M.K., named after the armed wing of the A.N.C. during the fight against apartheid, has rebuffed the A.N.C. Mr. Zuma’s party says it would not entertain a partnership with the A.N.C. under President Cyril Ramaphosa, his former deputy with whom he had a bitter falling out after being forced to resign as president in 2018.
The extent to which M.K. has upended the A.N.C. is most evident in KwaZulu-Natal communities including Ms. Mthethwa’s township, KwaMakhutha, a hilly, hardscrabble outpost just down the street from a touristy beach town.
Five years ago, the A.N.C. won Ms. Mthethwa’s ward with 76 percent of the vote. This year, M.K. won it with 75 percent. The M.K. branch in the area has about 5,000 members, said Ms. Mthethwa, who is the coordinator for the branch, and most of them have defected from the A.N.C.
Ms. Mthethwa said she was not politically active and was not really a fan of Mr. Zuma until she heard his message at the launch of M.K. in December.
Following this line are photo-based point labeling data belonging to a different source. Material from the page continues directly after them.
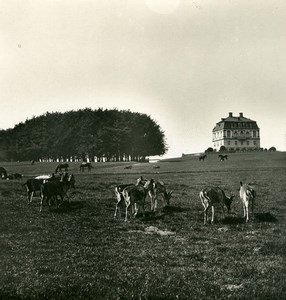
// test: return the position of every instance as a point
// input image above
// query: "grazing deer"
(247, 194)
(134, 196)
(3, 173)
(119, 196)
(211, 196)
(52, 189)
(154, 189)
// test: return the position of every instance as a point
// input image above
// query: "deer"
(134, 196)
(154, 189)
(211, 196)
(247, 194)
(119, 192)
(119, 196)
(52, 189)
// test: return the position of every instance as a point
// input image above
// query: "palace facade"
(236, 133)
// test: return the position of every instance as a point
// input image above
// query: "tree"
(113, 134)
(209, 150)
(222, 149)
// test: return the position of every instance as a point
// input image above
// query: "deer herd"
(134, 195)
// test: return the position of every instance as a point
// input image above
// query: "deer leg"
(205, 215)
(246, 211)
(212, 220)
(31, 197)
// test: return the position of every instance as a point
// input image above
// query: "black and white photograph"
(142, 149)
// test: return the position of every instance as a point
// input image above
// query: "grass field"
(81, 251)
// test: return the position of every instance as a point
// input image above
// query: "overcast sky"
(186, 63)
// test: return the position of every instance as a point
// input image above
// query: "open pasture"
(81, 251)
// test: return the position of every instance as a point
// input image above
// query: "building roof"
(226, 123)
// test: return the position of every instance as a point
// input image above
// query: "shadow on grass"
(259, 217)
(169, 209)
(265, 217)
(160, 214)
(233, 220)
(66, 207)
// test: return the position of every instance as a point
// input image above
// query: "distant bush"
(209, 150)
(222, 149)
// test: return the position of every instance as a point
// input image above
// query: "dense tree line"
(100, 134)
Her community suffers from high unemployment, shortages of water, electricity outages and cratered roads, a reflection of a country that is in a desperate situation.
“There are certain people, when they talk, they command your attention,” she said, adding that she believed Mr. Zuma when he said “this is the party that’s going to save all people who are living in South Africa.”
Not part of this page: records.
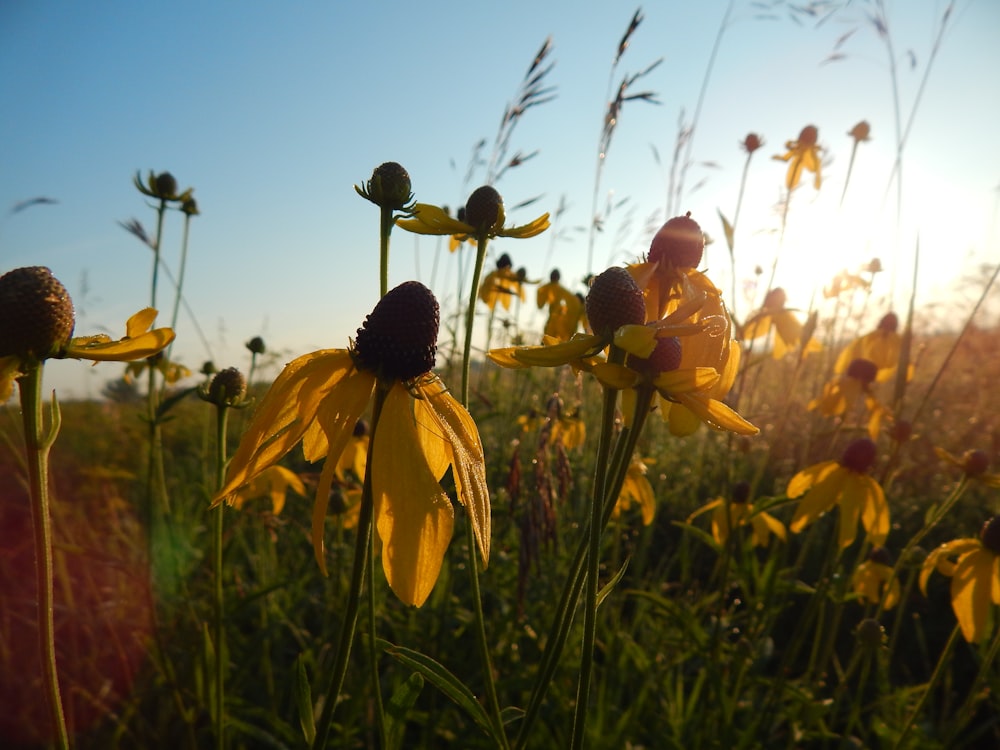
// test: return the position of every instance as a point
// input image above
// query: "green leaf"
(439, 676)
(609, 586)
(303, 699)
(398, 707)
What resonates most in communities like KwaMakhutha is M.K.’s message to fight for the nation’s Black majority, which still faces deep disparities in wealth, land ownership and other economic measures three decades after the end of apartheid. Ms. Mthethwa said the best way for the party to endear itself to the community was to essentially be good neighbors.
On Wednesday, at an old animal pharmaceutical shop with an exposed cinder block wall in KwaMakhutha, several M.K. volunteers folded clothes they had collected to donate to community members whose homes were destroyed in flooding last week. Up the road, several young men who now back Mr. Zuma’s party sat next to an open lot where they were planning to plant a vegetable garden for the community after having cleared it.
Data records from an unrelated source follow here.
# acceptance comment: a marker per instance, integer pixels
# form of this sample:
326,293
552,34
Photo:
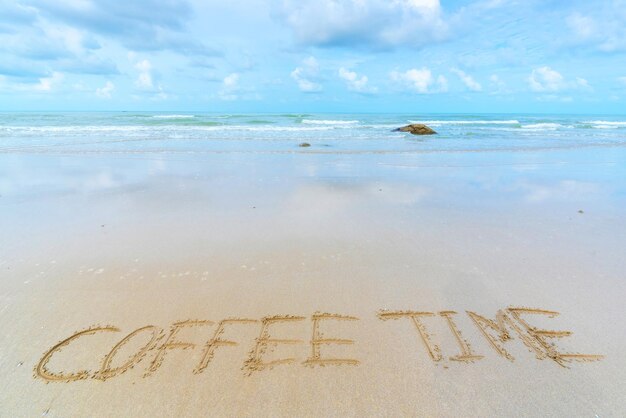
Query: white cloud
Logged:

“The vision of the M.K. party is to bring back the dignity of the Black people,” said Sthobela Khuzwayo, 21, who embraced the new party even though he is from a family of A.N.C. activists.
Having worked as a monitor at the polls on Election Day, Mr. Khuzwayo, too, believes that his party was robbed. The party is still trying to find ways to challenge the official outcome, but if it is unable to do so, he said, it would be prudent to take up its 58 seats in the 400-member Parliament.
“You can’t produce any change,” he said, “without our members inside the Parliament.”